Watch Sugar, Not Just Calories
Plenty of shoppers chase low calorie numbers and forget sugar. A Grande cold brew with vanilla sweet cream carries around 14 grams of sugar, and a Trenta can land near 28 grams. That sugar load matters for heart health and weight control more than the calorie label alone. If sweet coffee is part of your morning, balance the rest of the day with lean protein, fiber, and water instead of another sugary drink.
Space Out High Caffeine Orders
Caffeine in cold brew hits fast. A Grande vanilla sweet cream cold brew sits near 185 milligrams of caffeine, and larger sizes pass 300 milligrams. That’s already close to many pregnancy caps and about half of the FDA daily comfort zone for most healthy adults.

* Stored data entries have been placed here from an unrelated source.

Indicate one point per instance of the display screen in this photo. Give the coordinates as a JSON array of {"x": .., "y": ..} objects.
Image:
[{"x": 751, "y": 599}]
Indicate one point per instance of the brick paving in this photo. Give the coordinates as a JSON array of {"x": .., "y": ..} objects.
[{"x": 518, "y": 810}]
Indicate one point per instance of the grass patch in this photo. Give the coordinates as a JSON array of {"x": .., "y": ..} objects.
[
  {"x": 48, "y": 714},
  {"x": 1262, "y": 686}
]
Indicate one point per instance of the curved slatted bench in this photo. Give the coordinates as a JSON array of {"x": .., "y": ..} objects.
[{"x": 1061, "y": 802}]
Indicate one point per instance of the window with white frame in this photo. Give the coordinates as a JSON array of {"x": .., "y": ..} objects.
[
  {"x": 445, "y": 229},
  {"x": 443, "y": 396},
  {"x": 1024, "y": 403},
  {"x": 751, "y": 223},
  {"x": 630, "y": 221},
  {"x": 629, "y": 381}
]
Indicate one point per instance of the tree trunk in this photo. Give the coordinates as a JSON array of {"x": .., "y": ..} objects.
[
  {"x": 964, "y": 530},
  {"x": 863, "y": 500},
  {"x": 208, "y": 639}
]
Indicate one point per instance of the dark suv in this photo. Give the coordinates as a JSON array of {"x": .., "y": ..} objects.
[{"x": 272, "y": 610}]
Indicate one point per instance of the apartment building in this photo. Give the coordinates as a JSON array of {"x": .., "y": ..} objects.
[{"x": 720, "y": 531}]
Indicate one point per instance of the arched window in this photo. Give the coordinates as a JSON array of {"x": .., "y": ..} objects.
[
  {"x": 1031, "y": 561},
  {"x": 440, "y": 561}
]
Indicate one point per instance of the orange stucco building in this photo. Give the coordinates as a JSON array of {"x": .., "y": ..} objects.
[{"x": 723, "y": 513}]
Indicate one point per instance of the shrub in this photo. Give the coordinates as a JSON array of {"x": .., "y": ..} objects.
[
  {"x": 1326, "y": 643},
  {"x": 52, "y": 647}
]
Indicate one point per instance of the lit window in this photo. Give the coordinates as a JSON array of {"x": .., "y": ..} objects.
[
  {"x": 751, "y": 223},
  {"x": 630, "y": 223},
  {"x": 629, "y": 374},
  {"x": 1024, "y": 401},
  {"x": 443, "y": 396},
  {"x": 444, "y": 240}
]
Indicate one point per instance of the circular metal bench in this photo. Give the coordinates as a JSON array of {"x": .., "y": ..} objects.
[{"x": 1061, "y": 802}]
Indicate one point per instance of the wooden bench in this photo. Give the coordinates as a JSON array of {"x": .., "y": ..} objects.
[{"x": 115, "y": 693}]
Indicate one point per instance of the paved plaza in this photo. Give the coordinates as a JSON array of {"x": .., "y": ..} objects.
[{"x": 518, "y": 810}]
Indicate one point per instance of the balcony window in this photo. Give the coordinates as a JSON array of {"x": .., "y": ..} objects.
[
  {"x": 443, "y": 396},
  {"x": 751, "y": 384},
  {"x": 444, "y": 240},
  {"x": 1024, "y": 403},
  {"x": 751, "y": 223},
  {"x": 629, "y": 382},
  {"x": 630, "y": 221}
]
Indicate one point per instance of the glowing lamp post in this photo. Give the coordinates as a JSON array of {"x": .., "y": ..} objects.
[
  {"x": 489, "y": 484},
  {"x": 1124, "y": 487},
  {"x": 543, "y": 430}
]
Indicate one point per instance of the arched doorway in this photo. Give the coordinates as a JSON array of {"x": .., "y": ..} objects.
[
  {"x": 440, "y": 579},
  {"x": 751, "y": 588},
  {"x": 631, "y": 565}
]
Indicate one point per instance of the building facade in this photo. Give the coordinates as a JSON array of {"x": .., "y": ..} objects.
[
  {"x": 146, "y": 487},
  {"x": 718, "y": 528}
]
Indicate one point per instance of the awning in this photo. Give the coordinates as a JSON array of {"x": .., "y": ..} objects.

If you plan to sip pre-workout powder or an energy drink later, pace yourself.
Bottom Line For Daily Coffee Habits
Starbucks vanilla sweet cream is sweet dairy plus vanilla syrup poured into strong cold brew. The Grande cup sits close to 110 calories, 14 grams of sugar, 5 to 6 grams of fat, and about 185 milligrams of caffeine. That’s lighter than most blended frappuccino drinks, but it’s still flavored coffee with added sugar, so it shouldn’t replace plain coffee or water all day. If you want a simple daily habit that helps steady appetite between sweet coffee runs, take a look at walking for health. A short walk pairs well with a sweet iced coffee break and helps you treat that drink like a once-or-twice-a-day pick-me-up, not an all-day IV.